Today’s joyous inaugural festivities were briefly (and sadly) interrupted when Senator Edward Kennedy fell victim to a seizure during a Congressional luncheon immediately following President Obama’s swearing-in ceremony.
Kennedy, who is suffering from incurable brain cancer, was seated next to Sen. Robert Byrd when he suddenly began to experience convulsions and had to be taken out on a stretcher.
Dr Edward Aulisi at the Washington Hospital Centre confirmed in a statement late this afternoon that Kennedy had suffered a seizure. “After testing, we believe the incident was brought on by simple fatigue,” he said.
“Senator Kennedy is awake, talking with family and friends, and feeling well.”
The Massachusetts Democrat was awake and answering questions when he arrived at the hospital and was able to receive a phone call from President Obama. His wife, Vicki, and son Rep. Patrick Kennedy, D-R.I., were with him.
A few hours later, Sen. John Kerry, D-Mass., visited Kennedy, 76, whom he said would remain overnight at the hospital. “He’s laughing and joking right now, he’s got all his Irish dander up,” he said.
As Kennedy’s condition became apparent to the luncheon guests, Obama, whose bid for president received a major boost a year ago when Kennedy endorsed him, left the head table and joined several of Kennedy’s closest Senate friends, who tended to him along with a medical staff.

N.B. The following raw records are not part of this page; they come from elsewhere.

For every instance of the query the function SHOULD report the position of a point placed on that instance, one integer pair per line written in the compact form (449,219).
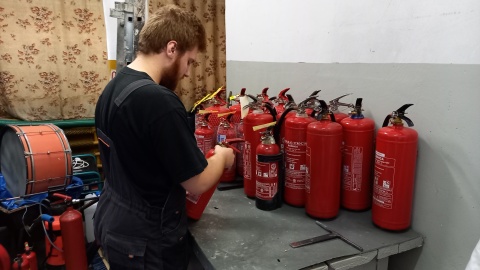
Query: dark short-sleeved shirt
(150,130)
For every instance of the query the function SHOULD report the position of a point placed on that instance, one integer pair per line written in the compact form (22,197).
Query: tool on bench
(331,235)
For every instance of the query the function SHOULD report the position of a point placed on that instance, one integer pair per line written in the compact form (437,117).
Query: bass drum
(34,158)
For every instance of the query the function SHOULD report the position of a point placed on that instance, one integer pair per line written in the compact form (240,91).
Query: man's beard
(170,76)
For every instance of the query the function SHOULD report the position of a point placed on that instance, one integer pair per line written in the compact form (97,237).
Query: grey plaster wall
(446,97)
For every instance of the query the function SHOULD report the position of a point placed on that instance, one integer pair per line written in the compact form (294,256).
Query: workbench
(234,234)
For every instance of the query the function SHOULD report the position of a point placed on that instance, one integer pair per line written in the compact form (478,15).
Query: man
(149,153)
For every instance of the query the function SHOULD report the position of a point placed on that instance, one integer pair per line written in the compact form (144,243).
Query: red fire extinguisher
(265,97)
(280,101)
(204,134)
(295,150)
(269,187)
(312,103)
(54,243)
(73,235)
(394,173)
(324,159)
(30,256)
(237,107)
(226,131)
(196,204)
(279,132)
(204,103)
(334,104)
(216,109)
(19,263)
(252,138)
(358,134)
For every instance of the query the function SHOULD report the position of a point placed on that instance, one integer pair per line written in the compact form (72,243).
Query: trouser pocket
(125,252)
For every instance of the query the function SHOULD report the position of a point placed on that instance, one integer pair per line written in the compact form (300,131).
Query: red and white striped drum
(34,158)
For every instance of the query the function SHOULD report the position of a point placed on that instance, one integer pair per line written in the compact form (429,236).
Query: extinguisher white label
(295,164)
(383,181)
(267,180)
(307,169)
(352,168)
(246,161)
(203,143)
(193,198)
(221,138)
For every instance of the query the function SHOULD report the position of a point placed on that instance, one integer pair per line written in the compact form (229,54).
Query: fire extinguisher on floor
(323,162)
(334,104)
(73,236)
(358,145)
(204,134)
(294,150)
(394,173)
(269,171)
(226,131)
(262,113)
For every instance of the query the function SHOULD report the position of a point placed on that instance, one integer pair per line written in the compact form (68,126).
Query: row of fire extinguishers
(325,159)
(65,244)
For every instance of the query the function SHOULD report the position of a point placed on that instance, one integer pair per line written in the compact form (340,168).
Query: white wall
(312,31)
(390,53)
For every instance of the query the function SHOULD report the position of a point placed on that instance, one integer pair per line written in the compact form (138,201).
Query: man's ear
(171,48)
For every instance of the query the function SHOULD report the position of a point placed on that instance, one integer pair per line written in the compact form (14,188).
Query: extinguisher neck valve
(268,139)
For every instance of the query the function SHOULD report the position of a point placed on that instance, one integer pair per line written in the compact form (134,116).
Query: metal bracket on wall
(130,20)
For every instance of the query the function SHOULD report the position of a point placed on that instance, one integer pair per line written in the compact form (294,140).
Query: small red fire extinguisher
(324,159)
(280,102)
(204,134)
(19,263)
(334,104)
(73,235)
(394,173)
(236,108)
(294,149)
(30,256)
(312,103)
(269,186)
(226,131)
(258,116)
(358,134)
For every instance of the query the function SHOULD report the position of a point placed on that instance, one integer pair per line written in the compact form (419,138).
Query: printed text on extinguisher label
(352,168)
(203,143)
(247,163)
(267,180)
(193,198)
(383,182)
(307,168)
(295,164)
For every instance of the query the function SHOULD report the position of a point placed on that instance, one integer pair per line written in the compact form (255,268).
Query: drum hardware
(34,157)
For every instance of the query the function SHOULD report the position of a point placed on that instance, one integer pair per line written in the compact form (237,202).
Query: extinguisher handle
(282,93)
(387,120)
(61,196)
(264,92)
(407,120)
(242,92)
(315,93)
(332,117)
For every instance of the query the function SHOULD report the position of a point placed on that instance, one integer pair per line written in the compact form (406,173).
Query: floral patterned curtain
(53,60)
(210,70)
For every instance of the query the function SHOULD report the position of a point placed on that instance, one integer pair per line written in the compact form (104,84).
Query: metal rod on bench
(331,235)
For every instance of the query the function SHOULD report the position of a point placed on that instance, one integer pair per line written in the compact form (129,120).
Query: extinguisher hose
(278,126)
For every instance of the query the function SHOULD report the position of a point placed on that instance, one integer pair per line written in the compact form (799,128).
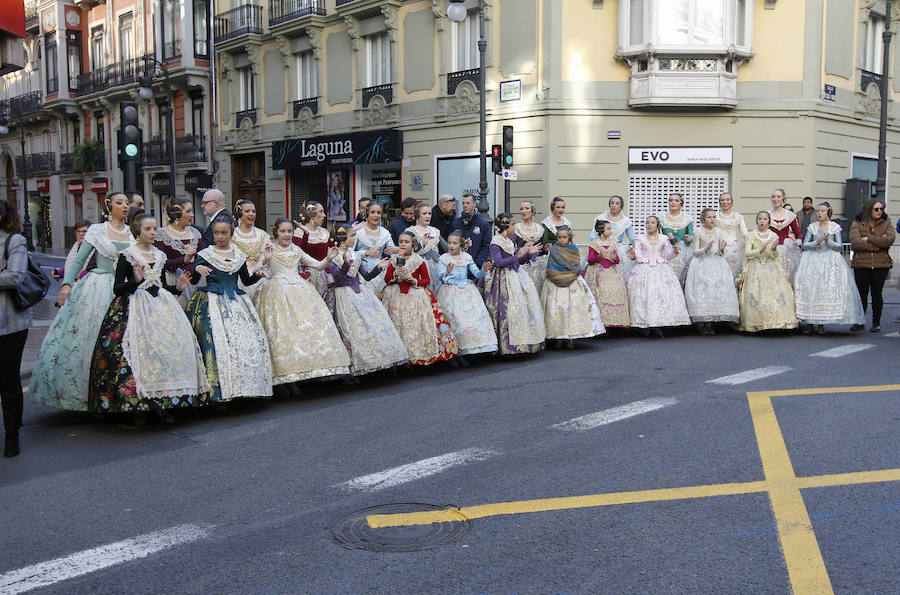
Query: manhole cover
(354,532)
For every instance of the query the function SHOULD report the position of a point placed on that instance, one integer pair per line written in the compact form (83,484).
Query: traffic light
(130,132)
(507,147)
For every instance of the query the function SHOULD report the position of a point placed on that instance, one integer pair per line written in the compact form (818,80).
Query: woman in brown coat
(871,236)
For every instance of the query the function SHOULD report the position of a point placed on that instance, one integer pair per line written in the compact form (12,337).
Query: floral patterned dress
(146,357)
(415,311)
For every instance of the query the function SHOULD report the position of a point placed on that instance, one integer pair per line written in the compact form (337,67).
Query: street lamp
(456,12)
(151,64)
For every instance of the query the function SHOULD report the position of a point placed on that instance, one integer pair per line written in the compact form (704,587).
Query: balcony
(385,91)
(243,20)
(312,103)
(472,75)
(37,163)
(282,11)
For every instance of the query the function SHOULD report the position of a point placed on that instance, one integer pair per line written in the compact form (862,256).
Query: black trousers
(11,348)
(871,280)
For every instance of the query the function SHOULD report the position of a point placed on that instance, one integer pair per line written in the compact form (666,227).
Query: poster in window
(336,195)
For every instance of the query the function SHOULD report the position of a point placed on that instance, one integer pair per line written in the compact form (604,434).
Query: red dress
(419,319)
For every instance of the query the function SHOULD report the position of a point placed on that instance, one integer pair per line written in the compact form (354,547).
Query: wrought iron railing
(312,103)
(238,21)
(386,92)
(282,11)
(37,163)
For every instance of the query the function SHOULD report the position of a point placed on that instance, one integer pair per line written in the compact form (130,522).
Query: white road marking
(417,470)
(843,350)
(608,416)
(750,375)
(98,558)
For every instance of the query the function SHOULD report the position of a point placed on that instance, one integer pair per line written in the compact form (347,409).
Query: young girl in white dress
(709,288)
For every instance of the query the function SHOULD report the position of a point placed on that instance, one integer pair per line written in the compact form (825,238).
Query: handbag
(33,287)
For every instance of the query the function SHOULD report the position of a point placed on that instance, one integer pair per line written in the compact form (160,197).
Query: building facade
(85,57)
(333,100)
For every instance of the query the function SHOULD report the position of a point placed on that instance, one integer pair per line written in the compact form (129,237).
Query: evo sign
(680,155)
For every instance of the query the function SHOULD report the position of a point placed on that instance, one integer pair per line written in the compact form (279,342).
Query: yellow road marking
(806,568)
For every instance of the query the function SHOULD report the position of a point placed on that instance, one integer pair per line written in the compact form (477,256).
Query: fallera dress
(368,332)
(252,245)
(788,249)
(415,311)
(623,232)
(654,293)
(734,229)
(824,288)
(766,298)
(513,302)
(232,340)
(709,290)
(679,228)
(146,357)
(303,340)
(604,278)
(62,371)
(536,264)
(428,250)
(365,242)
(570,310)
(463,305)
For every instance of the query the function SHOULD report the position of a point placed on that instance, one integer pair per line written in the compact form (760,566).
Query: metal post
(482,49)
(880,183)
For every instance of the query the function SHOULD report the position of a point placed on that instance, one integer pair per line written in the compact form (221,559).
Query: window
(247,88)
(378,59)
(201,28)
(171,29)
(307,85)
(51,63)
(872,56)
(464,37)
(98,53)
(126,36)
(73,57)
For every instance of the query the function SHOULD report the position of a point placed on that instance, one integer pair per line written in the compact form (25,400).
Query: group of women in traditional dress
(162,322)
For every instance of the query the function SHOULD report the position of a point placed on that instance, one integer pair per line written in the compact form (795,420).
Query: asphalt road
(250,495)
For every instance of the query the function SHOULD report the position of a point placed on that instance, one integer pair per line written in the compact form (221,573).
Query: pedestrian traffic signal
(507,147)
(130,132)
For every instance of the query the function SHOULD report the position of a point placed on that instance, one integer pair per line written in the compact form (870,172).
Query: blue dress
(62,371)
(463,305)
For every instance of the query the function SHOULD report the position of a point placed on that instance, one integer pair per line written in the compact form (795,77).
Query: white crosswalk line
(417,470)
(750,375)
(98,558)
(608,416)
(843,350)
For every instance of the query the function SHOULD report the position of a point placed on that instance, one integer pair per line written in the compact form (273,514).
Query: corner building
(333,100)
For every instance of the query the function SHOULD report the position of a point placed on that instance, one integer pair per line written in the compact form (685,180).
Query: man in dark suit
(213,204)
(475,230)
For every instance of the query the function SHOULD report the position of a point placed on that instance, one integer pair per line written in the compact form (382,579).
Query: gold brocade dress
(303,339)
(766,298)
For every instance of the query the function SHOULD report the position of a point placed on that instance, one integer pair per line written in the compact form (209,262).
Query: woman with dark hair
(368,332)
(250,240)
(415,311)
(871,236)
(14,324)
(303,340)
(146,357)
(231,337)
(510,295)
(61,373)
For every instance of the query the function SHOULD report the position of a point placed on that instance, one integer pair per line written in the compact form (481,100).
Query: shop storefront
(337,171)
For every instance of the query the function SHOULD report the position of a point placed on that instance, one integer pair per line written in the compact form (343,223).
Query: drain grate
(354,532)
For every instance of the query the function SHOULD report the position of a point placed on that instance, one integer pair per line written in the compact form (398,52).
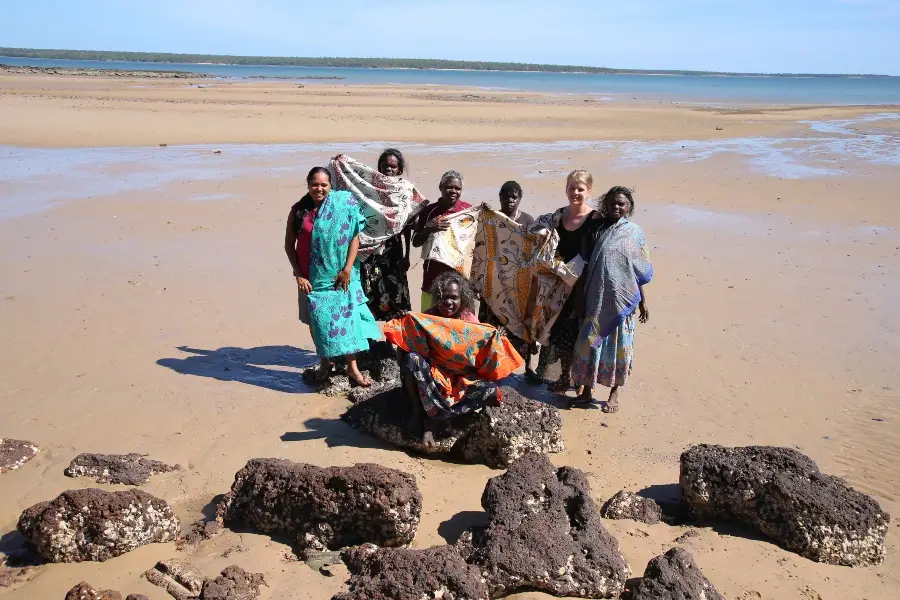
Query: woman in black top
(577,227)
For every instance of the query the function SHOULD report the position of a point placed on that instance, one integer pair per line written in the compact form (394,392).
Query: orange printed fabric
(459,352)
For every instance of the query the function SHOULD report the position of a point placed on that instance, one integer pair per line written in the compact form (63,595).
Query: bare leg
(414,427)
(354,373)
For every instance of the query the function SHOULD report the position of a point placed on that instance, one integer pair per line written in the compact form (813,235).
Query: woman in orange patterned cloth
(449,362)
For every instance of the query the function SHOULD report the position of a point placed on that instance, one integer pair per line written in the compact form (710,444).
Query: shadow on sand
(252,366)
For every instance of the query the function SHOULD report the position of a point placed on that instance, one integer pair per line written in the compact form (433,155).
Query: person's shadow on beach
(252,366)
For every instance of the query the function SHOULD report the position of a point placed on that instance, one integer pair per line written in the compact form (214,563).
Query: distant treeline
(372,63)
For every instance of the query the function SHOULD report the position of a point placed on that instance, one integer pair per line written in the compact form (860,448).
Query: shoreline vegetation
(373,63)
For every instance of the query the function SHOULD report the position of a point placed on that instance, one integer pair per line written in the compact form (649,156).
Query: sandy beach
(147,305)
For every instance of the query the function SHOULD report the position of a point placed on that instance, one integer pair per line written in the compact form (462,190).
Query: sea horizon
(713,88)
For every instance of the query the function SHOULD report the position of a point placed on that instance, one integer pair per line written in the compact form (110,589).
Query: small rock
(686,536)
(180,579)
(494,435)
(544,533)
(628,505)
(127,469)
(96,525)
(85,591)
(401,574)
(674,576)
(233,584)
(324,508)
(781,493)
(15,453)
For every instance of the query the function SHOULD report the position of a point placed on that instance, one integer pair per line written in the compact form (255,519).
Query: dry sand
(156,312)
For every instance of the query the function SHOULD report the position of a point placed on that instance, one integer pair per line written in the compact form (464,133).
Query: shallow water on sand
(37,179)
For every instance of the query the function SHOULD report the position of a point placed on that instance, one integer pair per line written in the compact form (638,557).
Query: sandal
(559,387)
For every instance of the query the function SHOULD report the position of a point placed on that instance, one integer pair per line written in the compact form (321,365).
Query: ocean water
(705,89)
(36,179)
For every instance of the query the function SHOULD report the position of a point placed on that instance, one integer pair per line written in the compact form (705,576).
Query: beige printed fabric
(454,246)
(387,203)
(517,272)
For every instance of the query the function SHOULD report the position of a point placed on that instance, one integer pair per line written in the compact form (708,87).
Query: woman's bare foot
(356,376)
(612,404)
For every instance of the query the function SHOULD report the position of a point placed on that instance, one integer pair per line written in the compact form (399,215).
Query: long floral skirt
(609,363)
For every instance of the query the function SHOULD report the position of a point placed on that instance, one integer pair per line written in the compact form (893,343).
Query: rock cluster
(85,591)
(15,453)
(96,525)
(781,493)
(544,532)
(324,508)
(183,581)
(128,469)
(399,573)
(674,576)
(494,436)
(628,505)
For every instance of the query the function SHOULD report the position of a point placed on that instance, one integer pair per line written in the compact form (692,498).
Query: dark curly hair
(612,193)
(315,171)
(466,292)
(401,162)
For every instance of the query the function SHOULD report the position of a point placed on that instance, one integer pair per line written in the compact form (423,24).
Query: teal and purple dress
(341,321)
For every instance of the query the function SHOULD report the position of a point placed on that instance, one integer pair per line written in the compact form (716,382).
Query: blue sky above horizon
(809,36)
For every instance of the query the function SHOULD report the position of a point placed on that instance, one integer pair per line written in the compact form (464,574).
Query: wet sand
(148,307)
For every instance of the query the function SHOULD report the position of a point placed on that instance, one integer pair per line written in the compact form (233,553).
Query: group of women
(341,297)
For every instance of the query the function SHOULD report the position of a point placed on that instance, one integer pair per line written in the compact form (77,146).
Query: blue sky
(847,36)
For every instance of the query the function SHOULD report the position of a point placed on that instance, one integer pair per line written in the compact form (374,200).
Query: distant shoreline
(382,63)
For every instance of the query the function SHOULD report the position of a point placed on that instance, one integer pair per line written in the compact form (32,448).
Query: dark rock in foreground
(182,580)
(15,453)
(628,505)
(96,525)
(544,532)
(128,469)
(674,576)
(324,508)
(782,494)
(85,591)
(403,574)
(233,584)
(494,436)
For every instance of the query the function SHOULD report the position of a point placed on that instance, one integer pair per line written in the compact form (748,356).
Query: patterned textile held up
(453,247)
(518,274)
(341,322)
(386,203)
(460,353)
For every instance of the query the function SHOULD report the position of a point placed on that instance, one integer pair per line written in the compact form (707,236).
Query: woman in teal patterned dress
(326,225)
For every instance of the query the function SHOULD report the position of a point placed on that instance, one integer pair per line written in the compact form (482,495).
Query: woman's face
(578,192)
(451,190)
(450,301)
(319,186)
(390,166)
(617,207)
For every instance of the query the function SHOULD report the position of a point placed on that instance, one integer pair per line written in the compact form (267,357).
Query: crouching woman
(450,363)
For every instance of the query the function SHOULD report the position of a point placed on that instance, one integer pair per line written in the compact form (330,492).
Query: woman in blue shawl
(322,241)
(614,290)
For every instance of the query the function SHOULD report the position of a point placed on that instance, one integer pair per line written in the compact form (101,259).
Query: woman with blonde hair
(576,226)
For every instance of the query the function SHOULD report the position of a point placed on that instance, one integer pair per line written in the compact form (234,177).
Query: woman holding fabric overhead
(321,242)
(614,291)
(432,220)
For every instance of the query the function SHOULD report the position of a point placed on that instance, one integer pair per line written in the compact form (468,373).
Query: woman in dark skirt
(384,275)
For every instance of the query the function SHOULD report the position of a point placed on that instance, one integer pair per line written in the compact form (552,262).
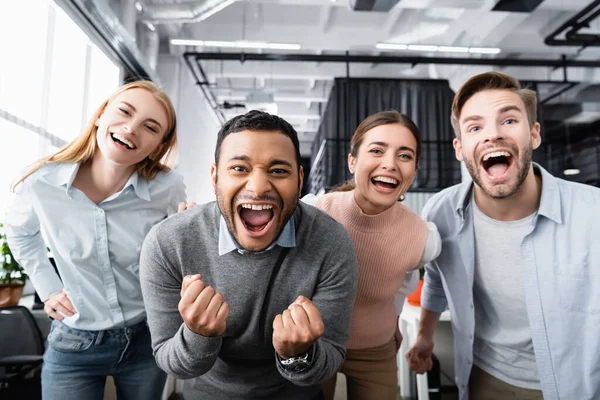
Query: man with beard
(250,295)
(518,268)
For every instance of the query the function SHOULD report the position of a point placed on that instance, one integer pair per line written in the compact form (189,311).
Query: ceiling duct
(568,33)
(110,34)
(516,5)
(183,13)
(372,5)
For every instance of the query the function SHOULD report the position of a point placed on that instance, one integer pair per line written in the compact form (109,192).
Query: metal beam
(572,27)
(389,59)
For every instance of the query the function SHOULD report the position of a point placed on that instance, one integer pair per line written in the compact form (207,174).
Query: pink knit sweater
(388,245)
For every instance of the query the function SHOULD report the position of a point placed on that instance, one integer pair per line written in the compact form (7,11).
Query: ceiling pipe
(387,59)
(573,25)
(183,13)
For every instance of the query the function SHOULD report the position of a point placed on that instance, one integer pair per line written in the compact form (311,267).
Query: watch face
(297,366)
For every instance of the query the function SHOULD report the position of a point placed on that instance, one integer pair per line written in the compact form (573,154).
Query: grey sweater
(241,364)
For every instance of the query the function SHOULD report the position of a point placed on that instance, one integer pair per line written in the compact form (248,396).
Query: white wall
(197,127)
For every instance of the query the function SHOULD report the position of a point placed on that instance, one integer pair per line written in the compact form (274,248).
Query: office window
(19,149)
(104,78)
(67,79)
(23,29)
(52,78)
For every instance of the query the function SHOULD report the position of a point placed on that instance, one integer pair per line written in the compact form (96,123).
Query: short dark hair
(256,120)
(492,81)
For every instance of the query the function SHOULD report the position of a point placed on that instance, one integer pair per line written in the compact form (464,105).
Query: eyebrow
(503,110)
(512,107)
(384,144)
(272,163)
(149,119)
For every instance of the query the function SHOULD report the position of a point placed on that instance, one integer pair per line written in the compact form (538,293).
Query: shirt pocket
(578,287)
(69,340)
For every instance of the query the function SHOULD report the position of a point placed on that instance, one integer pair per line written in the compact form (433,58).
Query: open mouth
(496,164)
(384,182)
(122,141)
(256,218)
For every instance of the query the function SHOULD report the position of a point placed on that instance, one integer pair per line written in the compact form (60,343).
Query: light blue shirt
(560,264)
(96,247)
(227,243)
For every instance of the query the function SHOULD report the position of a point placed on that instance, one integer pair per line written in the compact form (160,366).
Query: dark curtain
(426,102)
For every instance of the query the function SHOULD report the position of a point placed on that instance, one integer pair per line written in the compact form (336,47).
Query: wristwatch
(297,364)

After Kennedy, 76, was taken from the room, Obama told the assembled crowd of more than 200 of the nation’s most powerful politicians that Kennedy has been a “warrior for justice” in his 46-year career in the Senate. Obama noted that Kennedy helped pass landmark civil rights legislation in the 1960s that helped make Obama’s own ascent possible.
“I would be lying to you if I did not say that right now a part of me is with him,” Obama added. “And I think that’s true for all of us. This is a joyous time. But it’s also a sobering time. And my prayers are with him and his family.”
Teresa Heinz Kerry told reporters that her husband and Vicki Kennedy held the senator down to try to keep him from injuring himself before medical personnel arrived. Sen. Kerry said that Kennedy’s deteriorating health became of such concern that Sen. Robert C. Byrd (D-W.Va.), 91 and in declining health, became despondent and left the room.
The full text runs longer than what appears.